New subject: [Zope-dev] inconsistent mimetype assignment for uploaded files

30 Sep 2004


      Hello,
we recently realised mimetype assignment in Zope to e.g. Zope File
objects is inconsistent and can vary when different clients (browsers)
upload files with the same file extensions.
Example: when a file called "foobar.rtf" is upload to a Zope File
object from Linux Firefox, the mimetype assigned is (can be)
'application/rtf'. However, the same file uploaded to the same Zope
File object in the same Zope instance, using IE on Window2000 (with MS
Office installed) will get 'application/msword' assigned.
The mimetype assignment for uploaded files is done in OFS.Image.py
(maybe there're more places or other Products that do this - I know
that at least ExtFile does this too). line 463 of OFS.Image.py, Zope
2.7.2:
def _get_content_type(self, file, body, id, content_type=None):
     headers=getattr(file, 'headers', None)
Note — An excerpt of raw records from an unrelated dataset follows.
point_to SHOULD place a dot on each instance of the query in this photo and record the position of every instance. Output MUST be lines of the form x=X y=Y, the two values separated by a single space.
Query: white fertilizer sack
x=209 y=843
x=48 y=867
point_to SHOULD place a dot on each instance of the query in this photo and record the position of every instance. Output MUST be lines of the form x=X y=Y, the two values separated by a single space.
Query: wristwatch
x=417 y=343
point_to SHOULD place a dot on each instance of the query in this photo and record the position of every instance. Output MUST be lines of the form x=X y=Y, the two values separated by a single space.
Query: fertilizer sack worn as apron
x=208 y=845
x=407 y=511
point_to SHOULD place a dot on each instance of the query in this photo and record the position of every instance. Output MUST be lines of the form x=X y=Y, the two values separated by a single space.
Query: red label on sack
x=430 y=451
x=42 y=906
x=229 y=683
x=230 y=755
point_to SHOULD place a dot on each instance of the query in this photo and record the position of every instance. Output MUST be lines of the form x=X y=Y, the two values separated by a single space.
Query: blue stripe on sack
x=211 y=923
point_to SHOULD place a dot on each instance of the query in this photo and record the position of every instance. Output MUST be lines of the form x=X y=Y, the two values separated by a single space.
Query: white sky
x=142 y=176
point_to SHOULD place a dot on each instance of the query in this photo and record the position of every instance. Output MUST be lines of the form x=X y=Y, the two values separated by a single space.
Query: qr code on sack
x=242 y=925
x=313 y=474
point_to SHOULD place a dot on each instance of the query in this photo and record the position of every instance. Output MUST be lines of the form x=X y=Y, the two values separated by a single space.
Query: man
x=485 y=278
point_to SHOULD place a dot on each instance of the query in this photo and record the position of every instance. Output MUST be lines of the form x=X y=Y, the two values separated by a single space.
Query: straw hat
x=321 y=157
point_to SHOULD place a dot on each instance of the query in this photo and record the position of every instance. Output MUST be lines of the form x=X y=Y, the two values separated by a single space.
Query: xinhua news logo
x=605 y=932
     if headers and headers.has_key('content-type'):
         content_type=headers['content-type']
     else:
         if type(body) is not type(''): body=body.data
         content_type, enc=guess_content_type(
             getattr(file, 'filename',id), body, content_type)
     return content_type
Then I understood that the headers as sent by the client for this file
(may?) have a content-type entry that takes precedence over both the
mimetypes 'database' and the content_type passed in as an argument.
We could deal with the inconsistent assignment on the application
level (in this case Silva), but I'd rather consider changing this
behaviour on the Zope level. I could imagine changing the way a
mimetype is 'guessed' from an uploaded File to something like:
def _get_content_type(self, file, body, id, content_type=None):
     """
     Order of precedence:
     1) see if guess_content_type resolves to a mimetype for the
        filename
     2) if not use content_type as sent in the headers if
        available
     3) else use argument passed in
     """
     headers = getattr(file, 'headers', {})
     content_type = headers.get('content-type', content_type)
     if type(body) is not type(''):
         body = body.data
     name = getattr(file, 'filename', id)
     content_type, enc = guess_content_type(name, body, content_type)
     return content_type
Does anyone have an opinion on this? Is the current behaviour
completely intentional, maybe even according to some specification
(and thus I should deal with it on the application level)? Should I
file a collector issue?
regards
jw
-- 
Jan-Wijbrand Kolman
jw@infrae.com